The European technology sector lost another 0.75%, but it was not the worst. Banks fell to 1.6% and mining companies and other resource companies fell by nearly 2% before gaining ground again.
The falls also reflect the Sino-US trade war, encouraging investors to withdraw money before US President Donald Trump and his Chinese counterpart, Xi Jinping, meet in Argentina next week.
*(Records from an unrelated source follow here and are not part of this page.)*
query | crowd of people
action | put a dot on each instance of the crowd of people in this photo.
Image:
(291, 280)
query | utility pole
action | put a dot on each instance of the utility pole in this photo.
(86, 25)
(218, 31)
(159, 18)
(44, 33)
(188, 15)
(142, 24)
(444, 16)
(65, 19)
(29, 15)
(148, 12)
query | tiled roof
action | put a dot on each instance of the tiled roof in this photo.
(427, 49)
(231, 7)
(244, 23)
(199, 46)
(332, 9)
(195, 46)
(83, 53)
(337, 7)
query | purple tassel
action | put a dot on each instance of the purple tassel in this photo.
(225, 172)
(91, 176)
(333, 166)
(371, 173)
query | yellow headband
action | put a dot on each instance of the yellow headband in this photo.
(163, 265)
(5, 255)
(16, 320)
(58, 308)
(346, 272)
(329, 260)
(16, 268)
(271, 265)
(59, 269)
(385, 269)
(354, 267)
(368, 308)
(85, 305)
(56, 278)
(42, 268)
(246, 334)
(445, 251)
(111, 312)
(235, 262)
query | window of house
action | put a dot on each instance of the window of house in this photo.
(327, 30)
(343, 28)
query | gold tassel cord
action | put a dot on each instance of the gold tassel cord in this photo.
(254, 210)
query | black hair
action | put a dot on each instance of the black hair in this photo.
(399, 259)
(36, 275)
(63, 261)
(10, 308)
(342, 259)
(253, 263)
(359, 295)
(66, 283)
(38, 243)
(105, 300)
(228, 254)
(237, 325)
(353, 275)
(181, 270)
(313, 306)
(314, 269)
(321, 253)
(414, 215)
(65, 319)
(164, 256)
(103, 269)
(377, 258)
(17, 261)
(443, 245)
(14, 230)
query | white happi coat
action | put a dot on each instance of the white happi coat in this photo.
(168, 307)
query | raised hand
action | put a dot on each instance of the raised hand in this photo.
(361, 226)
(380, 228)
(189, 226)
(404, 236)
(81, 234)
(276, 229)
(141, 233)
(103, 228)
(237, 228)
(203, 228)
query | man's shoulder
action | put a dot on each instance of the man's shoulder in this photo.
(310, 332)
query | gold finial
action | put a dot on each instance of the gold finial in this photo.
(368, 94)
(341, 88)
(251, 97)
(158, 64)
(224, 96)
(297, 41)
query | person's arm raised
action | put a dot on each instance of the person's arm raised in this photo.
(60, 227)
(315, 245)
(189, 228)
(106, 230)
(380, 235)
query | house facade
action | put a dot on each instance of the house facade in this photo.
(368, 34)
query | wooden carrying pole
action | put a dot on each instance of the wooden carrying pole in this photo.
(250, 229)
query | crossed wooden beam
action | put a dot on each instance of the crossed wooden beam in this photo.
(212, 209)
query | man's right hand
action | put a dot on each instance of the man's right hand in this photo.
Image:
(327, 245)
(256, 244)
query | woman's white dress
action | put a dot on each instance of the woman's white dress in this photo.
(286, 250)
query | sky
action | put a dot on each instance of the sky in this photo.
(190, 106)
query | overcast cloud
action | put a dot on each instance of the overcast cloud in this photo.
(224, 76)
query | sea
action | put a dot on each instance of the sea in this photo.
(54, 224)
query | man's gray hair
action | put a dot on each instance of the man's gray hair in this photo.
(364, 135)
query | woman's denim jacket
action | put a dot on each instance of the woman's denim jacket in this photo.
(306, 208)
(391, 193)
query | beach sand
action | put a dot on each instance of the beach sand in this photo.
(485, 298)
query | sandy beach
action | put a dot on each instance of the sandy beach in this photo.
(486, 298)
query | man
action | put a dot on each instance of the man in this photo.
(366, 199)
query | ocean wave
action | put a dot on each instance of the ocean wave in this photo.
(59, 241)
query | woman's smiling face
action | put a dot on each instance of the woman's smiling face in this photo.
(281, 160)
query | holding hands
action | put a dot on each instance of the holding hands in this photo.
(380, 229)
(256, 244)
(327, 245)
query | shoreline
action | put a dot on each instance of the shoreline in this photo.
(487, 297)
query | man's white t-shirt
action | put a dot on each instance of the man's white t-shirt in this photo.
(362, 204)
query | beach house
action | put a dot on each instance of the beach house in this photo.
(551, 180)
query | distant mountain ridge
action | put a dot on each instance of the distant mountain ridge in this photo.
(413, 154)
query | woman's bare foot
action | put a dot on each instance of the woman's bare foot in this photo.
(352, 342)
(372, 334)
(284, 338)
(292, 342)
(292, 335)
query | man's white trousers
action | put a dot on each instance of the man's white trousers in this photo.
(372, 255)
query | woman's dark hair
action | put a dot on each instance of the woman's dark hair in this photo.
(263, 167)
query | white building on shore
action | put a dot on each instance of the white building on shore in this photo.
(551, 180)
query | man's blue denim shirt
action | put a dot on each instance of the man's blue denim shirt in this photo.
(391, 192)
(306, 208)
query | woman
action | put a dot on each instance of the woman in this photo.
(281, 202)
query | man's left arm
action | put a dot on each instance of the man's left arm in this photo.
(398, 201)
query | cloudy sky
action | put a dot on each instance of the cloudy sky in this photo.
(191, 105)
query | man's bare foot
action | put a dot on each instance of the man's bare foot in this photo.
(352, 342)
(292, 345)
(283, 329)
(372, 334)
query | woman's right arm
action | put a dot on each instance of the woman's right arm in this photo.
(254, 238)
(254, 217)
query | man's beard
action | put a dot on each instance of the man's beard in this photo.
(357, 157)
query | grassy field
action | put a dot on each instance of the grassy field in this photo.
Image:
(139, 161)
The objective is to know if they can progress in their commercial dispute.
The G20 group of the world's largest economies implemented 40 new trade restrictive measures between mid-May and mid-October, for a total of US $ 481 billion in trade, announced Thursday the World Trade Organization.
Three-quarters of the restrictions were tariff increases, many of which were retaliation against the steel and aluminum tariffs imposed by US President Donald Trump in March.
But the WTO has not taken into account the measures announced since or not yet implemented, and a G20 country has asked that its actions be omitted from the follow-up report, said the report. ; WTO.
Rush for Brexit
In the absence of US trading to wait later, traders are content to watch the European drama of Brexit unfold.
The British pound rebounded to 1.29 and 88.50 pence of dollar per euro after London and Brussels agreed on a text exposing their relations after the split, as EU leaders should approve at a summit on Sunday.
A little more than four months before Britain's departure from the European Union, Brexit negotiations and political uncertainty in Britain remain the main drivers of the sterling, and many analysts worry about its prospects.
"While the UK and the European Union are rushing to negotiate an agreement on Brexit, the pound sterling currently enjoys some support and upward pressure on the front of the rate market, "said Kit Juckes, Société Générale's strategist.
"Although we will not be long in refocusing on the Prime Minister's challenge to get the support of the House of Commons for his agreement on Brexit," he added.
Simon Fraser, the former permanent secretary of the British Foreign Ministry, said he was expecting British politicians to vote on the agreement reached on December 10th.
"Huge pressures would be exerted on members of parliament and I think there's a reasonable chance that she's going through that … if it's not during the first vote, potentially when it's over." 39, a second vote, "he told an appeal organized by the Amundi fund manager.
Petroleum oil
The Brexit text also saw the euro appreciating against the dollar, which meant that the single currency had barely moved that the minutes of the ECB meeting showed that its politicians were keen to confirm their plans to reduce stimulus measures by the end of the year.
The South African central bank, however, triggered a lot more actions, while the tight decision to raise the interest rate in a meeting difficult to convene had already pushed up its currency, the rand, more than 1%.
Returning to the emerging equity markets, the broadest MSCI Asia-Pacific equity index out of Japan has changed little, after recovering from an initial swing.
The index has managed to hold its ground so far in November after three consecutive monthly declines, but is on the brink of its worst annual performance since 2011.
Japan's Nikkei finished up nearly 0.7%, but ongoing trade and technological fears have kept Chinese equities close to 0.4% in the red.
"Investors are still wary of knowing they will see new lows, because none of the problems at the root of the recent correction has dissipated," said Shane Oliver, head of strategy investment at AMP in Sydney.
In commodities, China-sensitive metals, such as copper, fell and oil prices reversed, even though they were still above their record lows a year earlier this week.
US crude futures dropped 42 cents to $ 54.21 a barrel after hitting a low of $ 52.77 on Tuesday. Brent fell 45 cents to $ 63.03, from Tuesday's low of $ 61.71.
Gold has risen, with spot prices of $ 1,227.60 an ounce.